Why do Japanese people go to shrines so often?

Sometimes we are asked,”Who is the god you are following?”

On the other hand, even though it is difficult to think of a special god, we feel that there is a god naturally.

So hen the new year begins, many people visit the shrine to greet God for the New Year.

People thank God for the safety of the previous year and wish for good luck in the next year.

In this way, it is customary to visit a shrine at a turning point in life, such as New Year’s Day, Shichigosan(1), and entrance exams.

It is believed that God exists not only in shrines but also in nature such as mountains and waterfalls. Here are some mysterious photos of my favorite shrine. What does this look like?

This is a small waterfall that approaches the shrine in a place called “Shirayama Hime Shrine” in Ishikawa Prefecture.

Shirayama Hime Jinja Shrine
http://www.shirayama.or.jp/en/index.html

Something like the shape of a dragon’s face emerges in this.
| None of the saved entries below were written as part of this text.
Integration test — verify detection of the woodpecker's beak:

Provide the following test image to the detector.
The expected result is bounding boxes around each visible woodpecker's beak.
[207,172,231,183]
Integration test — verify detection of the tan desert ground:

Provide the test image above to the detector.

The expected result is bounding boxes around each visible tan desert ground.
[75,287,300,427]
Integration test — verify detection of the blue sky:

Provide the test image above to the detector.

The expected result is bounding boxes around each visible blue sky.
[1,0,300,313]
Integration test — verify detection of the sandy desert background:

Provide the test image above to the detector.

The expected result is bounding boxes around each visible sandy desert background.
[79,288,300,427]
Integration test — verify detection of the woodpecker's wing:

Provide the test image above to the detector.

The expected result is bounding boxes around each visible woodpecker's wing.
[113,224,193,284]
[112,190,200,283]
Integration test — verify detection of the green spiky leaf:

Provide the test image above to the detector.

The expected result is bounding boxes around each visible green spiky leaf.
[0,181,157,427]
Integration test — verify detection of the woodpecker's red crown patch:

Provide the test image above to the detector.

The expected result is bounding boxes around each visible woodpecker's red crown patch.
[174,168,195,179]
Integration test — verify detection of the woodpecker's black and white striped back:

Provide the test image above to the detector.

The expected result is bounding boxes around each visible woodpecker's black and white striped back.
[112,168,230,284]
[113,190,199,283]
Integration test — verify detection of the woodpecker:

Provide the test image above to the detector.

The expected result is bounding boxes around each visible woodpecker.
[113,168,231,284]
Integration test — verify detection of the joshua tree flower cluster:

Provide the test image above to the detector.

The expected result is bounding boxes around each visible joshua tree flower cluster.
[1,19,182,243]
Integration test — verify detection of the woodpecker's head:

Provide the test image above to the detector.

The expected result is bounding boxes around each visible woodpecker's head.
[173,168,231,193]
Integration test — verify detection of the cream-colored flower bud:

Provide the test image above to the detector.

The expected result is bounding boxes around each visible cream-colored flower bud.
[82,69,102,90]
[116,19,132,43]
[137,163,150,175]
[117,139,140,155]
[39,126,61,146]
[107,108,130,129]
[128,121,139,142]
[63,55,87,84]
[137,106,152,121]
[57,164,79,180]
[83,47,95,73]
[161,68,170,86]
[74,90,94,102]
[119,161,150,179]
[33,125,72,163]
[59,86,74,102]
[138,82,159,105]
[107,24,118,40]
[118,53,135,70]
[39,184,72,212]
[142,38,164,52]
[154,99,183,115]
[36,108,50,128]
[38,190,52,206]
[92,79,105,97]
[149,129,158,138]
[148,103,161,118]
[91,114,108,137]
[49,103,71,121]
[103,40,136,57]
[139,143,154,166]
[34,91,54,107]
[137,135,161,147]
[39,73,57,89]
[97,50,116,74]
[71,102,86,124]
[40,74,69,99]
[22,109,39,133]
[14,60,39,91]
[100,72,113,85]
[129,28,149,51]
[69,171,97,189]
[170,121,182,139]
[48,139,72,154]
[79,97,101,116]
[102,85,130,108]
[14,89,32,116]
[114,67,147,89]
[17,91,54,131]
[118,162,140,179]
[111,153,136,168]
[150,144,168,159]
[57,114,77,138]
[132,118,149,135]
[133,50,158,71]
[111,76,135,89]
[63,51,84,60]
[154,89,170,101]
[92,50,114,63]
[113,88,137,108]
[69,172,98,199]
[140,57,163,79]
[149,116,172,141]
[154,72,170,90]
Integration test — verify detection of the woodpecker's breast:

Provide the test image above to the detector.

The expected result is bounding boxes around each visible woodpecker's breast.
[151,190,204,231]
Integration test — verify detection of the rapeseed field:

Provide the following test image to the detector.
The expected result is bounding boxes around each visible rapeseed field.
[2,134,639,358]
It is said that the gods are talking to us, and that they are very close and protect us.

Very good things happen when you can see this.

In addition to this, saiun (clouds with rainbows) and clouds that look like dragon scales are said to be ways that God shows us its existence.

In this way, in Japan, we feel God in the immediate vicinity of us and believe that we are always protected.

The Japanese god may be talking to you as well.

I hope you will be lucky the next time you look up at the sky.

(1) Shichigosan: A traditional Japanese custom of visiting a shrine to thank a child for his successful growth at the ages of 3, 5, and 7.